RESULTS: With an initial cohort of over 4 million patients, the algorithm identified 4,982 patients with two or more duplex ultrasounds over an eight-year period, from August 2010 to August 2018. This identified 10,037 carotid arteries that underwent 29,363 ultrasounds, for a mean of 2.9 ultrasounds per carotid. Median follow-up was 31.1 months (0.1 – 93.7 months). Over the course of the study, 4,103 (82.4%) patients did not show any progression, while 879 (17.6%) patients had some level of progression. We found 639 (12.8%) patients progressed 1 level, 164 (3.3%) 2 levels, 50 (1%) 3 levels, and 26 (0.5%) progressed 4 levels. Of those that progressed, 116 (2.3%) progressed to level 4 (80-99% stenosis) from any starting level, over a median time of 11.5 months, with an average starting level of 2.1 (40-59% stenosis). Additionally, 41 patients progressed from level 3 to level 4 overall, while 37 patients progressed from level 3 to level 4 within 18 months. A total of 180 (3.6%) patients were identified as “rapid progressors” (Figure), with a progression of 2 or more levels within 18 months. Median follow-up time was 9.9 months. Final multivariate analysis (Table) showed that younger age (P<0.01), Caucasian race (P=0.02), lower BMI (P=0.01), a diagnosis of peripheral arterial disease (PAD) (P=0.03), and a diagnosis of transient ischemic attack (TIA) (P<0.01) are associated with rapid progression.

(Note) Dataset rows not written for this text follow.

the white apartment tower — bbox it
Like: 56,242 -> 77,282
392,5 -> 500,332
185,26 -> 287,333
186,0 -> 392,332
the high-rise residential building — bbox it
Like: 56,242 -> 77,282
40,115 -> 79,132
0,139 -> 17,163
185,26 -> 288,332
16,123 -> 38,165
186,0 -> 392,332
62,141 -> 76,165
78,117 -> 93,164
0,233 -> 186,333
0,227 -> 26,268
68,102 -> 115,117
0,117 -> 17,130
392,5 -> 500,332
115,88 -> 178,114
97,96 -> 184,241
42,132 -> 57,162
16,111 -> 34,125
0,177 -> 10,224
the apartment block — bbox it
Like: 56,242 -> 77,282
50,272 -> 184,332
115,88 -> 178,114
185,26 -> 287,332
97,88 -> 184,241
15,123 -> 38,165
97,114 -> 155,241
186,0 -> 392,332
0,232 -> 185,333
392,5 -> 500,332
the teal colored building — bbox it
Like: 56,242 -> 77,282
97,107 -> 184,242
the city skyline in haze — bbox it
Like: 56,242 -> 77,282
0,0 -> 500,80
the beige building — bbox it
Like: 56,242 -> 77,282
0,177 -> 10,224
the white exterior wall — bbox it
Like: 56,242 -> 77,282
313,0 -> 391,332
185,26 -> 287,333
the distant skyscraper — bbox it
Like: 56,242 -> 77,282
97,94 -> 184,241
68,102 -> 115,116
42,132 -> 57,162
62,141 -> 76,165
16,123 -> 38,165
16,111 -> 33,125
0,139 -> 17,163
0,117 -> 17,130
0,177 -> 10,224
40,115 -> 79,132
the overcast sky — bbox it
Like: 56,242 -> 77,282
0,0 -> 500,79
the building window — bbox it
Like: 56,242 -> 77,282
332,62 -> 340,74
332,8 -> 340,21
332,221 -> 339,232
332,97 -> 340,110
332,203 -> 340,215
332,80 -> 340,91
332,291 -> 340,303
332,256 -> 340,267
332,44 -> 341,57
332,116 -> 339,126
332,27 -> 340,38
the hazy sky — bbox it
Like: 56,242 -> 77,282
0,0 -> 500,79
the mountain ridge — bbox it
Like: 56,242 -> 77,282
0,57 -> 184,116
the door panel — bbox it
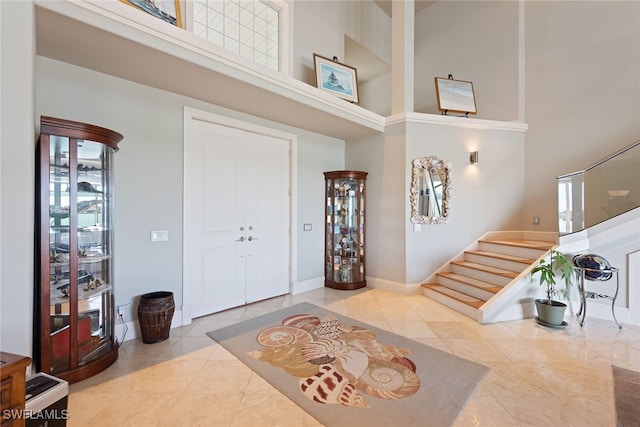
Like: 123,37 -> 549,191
185,122 -> 245,317
185,120 -> 290,317
247,134 -> 289,302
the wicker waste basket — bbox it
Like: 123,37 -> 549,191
138,291 -> 175,344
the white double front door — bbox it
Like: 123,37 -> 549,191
183,113 -> 290,318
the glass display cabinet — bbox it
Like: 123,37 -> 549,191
324,171 -> 367,290
34,116 -> 123,383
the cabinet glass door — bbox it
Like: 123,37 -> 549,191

CONCLUSIONS: A minority of patients demonstrated rapid progression of carotid stenosis in a population of over 4 million patients over an eight-year period. To our knowledge, this is the largest series to date evaluating the natural progression of carotid stenosis. Our dataset included all patient ultrasounds performed in an integrated health system, not just those ordered by vascular surgeons or other interventionalists. We found that of the 4,982 patients with multiple carotid ultrasounds, 17.6% (879) showed some degree of progression, which is consistent with prior studies, but only 3.6% (180) were rapid progressors. We identified younger age, Caucasian race, lower BMI, diagnosis of PAD, and diagnosis of TIA as risk factors for rapid progression. In those that showed any level of progression, 20.5% were rapid progressors. Thus, while the overall incidence of rapid progression is low, those who demonstrate any degree of progression may warrant closer follow-up, especially if they have the associated risk factors for rapid progression. Lastly, while EMR has been linked with physician burnout, we demonstrated a positive and novel use of this technology to understand the natural history of diseases, as this approach could be applied for other disease processes. We created a custom software algorithm that can be utilized to extract data from reports
written out in paragraph form in a number of different formats. This creates the ability to efficiently and effectively convert text into data points, making it possible to examine large patient datasets that in the past would have been prohibitively large, due to requiring manual review and entry into a database. Future directions include analyzing our current data to predict which patients will undergo rapid progression of carotid stenosis, as well as adapting the custom software algorithm to examine other disease processes.